Of course, the compound they eventually discovered and stabilized was indeed a polysaccharide and would later be named Acemannan in 1985. 32 years after Dr. Lushbaugh’s initial research.
It goes without saying that in 1953, Dr. Lushbaugh didn’t have a name for it—he simply had results. And you know what, those results weren’t new; they echoed outcomes seen across millennia among those who applied the Aloe vera leaf to various burns and wounds. The difference included the fact that the burns in question were now a part of a modern nuclear age. But even those kinds of burns, the most grievous of all burns, were finding relief in the presence of aloe. What made Dr. Lushbaugh’s work different was that he organized a formal study to dig deeper into what others had only witnessed anecdotally. And those results sparked a decades-long pursuit that led to patents, proprietary stabilization techniques, and a new category of plant-based immunomodulators. And if you are paying attention to all the scientific studies that we publish, you know that that is only the short list of biological impacts.

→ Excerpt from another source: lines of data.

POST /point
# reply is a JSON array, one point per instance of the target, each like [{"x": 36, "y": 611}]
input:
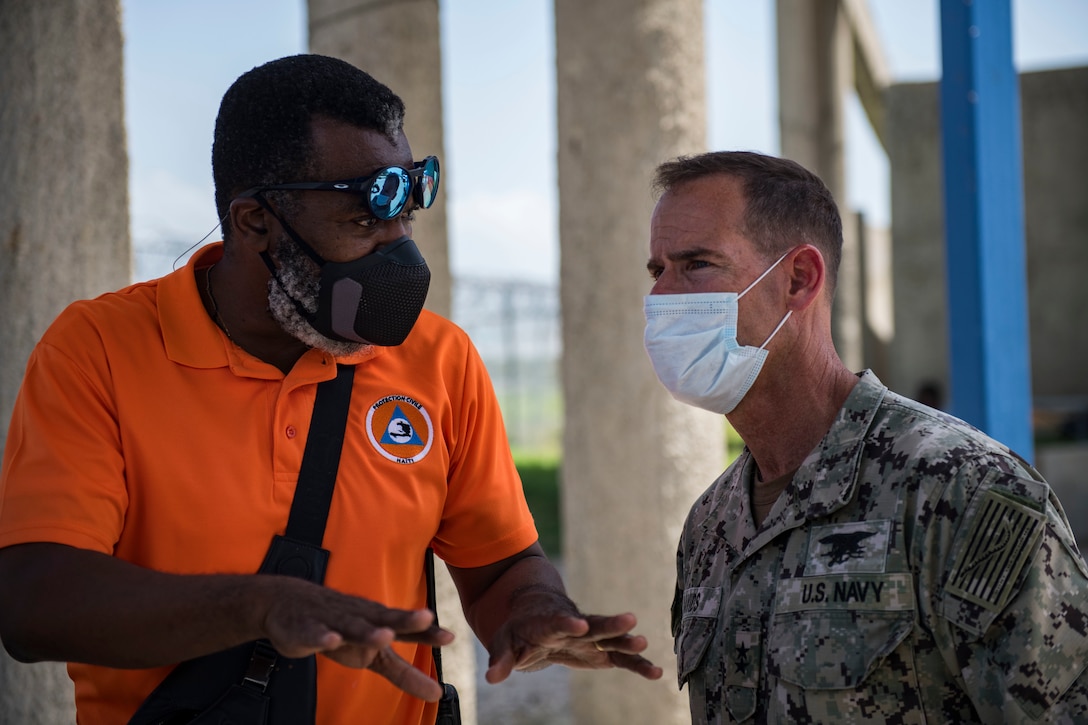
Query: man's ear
[
  {"x": 249, "y": 223},
  {"x": 807, "y": 275}
]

• This 1953 endeavor was the study that launched an entire sector of botanical research.
It legitimized Aloe vera as a serious external therapeutic—not just a folk remedy found in a plant your grandmother kept by the south-facing kitchen window, but a scientifically validated healing agent worthy of scientific and personal attention.
• However, Carrington Labs would take it to internal nutraceutical realms. It showed the world that the inner leaf held something much more. Something powerful. And that it could be consumed internally as a natural compound with compelling benefits.
How serious they were, measured in economic terms, meant they would invest $100 million into this project. For the era, this was substantial and, adjusted for inflation, would exceed $300 million today. This placed it on par with the cost of developing a synthetic pharmaceutical drug. Such an investment reflected Carrington’s commitment to validating Acemannan, signaling its aim to achieve drug-like credibility in the clinical world, but without the toxicity. And because it was not toxic, it did not qualify for drug approval, but it has found its place in nutraceutical markets, though technically it remains a best-kept secret to most.
So when we talk about Acemannan today, or stabilized aloe extracts used in advanced immune support and wound-care protocols—we trace the lineage back to this fifth study.
To a handful of rabbits.
To a gel-filled leaf.
To a moment when history, health, and healing all intersected.
If you’ve ever wondered why aloe vera became a subject of pharmaceutical interest—or why Carrington Laboratories even existed—look no further than this page in medical history.
This wasn’t just science. It was the start of a movement.
I’m Tony McWilliams and I hope you will always be careful to maintain good works to meet urgent needs and become heroes to your generation.